Woohoo, baby, we are in full fixer upper mode around here! That is, in between the meals and the homeschooling and the oiling and the recipe testing…
This vision for the kitchen is coming together and I have to stop myself from saying, “Slowly, but surely.” as we moved in just eight and a half weeks ago.
Slow is OK. In fact, slow is good for us right now.
Life goes on, even when a dream like this comes true and life is whirling around me. Yes, life is whirling but I’m arrested in this space of God working to grow us as a family and darn it, sometimes that’s not fun.
I always joke, “Eight sinners under one roof” and I suppose, if you’re not a Christian that sounds pretty silly but oh man, there are eight sinners under one roof and with this full-time-family-lifestyle, there really isn’t a place to hide your ugly. Or, in my case, your crazy. It gets exposed multiple times a day, mostly in reactions.
It’s very sad.
Why is it so hard to be consistently kind? Why can’t we friggen “arrive” and move on from rancid habits and self-worship?
That’s where I am this last week. Questioning the struggle. The struggle IS real and the struggle WILL bring forth fruit.

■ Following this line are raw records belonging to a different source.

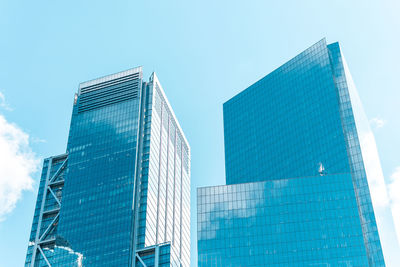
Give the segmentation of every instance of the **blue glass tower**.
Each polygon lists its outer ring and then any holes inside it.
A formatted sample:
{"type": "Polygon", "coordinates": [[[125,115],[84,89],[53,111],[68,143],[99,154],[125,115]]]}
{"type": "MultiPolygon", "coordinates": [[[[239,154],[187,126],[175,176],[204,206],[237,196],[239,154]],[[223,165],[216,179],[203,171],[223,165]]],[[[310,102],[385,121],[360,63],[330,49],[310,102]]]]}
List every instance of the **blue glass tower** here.
{"type": "Polygon", "coordinates": [[[227,186],[198,189],[199,266],[385,265],[369,188],[383,176],[338,43],[223,109],[227,186]]]}
{"type": "Polygon", "coordinates": [[[189,266],[190,148],[157,76],[81,83],[44,160],[25,266],[189,266]]]}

In the midst of the fun and creativity, I’m catching glimpses of what God is trying to do in each of our hearts. Tiny, tiny glimpses mind you. But it’s pretty obvious there is business being taken care of. Creating kind habits, gentle tones, Godly responses to situations requires a crapload of “I’m sorry”s.
Blah – let’s be real. The fun of the remodel has been a mental respite for the character development in myself and my kids. Removing wallpaper and figuring out how to get new stoves thru little doorways is EASY compared to trying to raise and become decent, Godly people.
I’m grateful for the distraction.
Grateful for the opportunity to be creative but mostly I’m grateful to be in this house with all these people doing life for this precious time we’ve been given.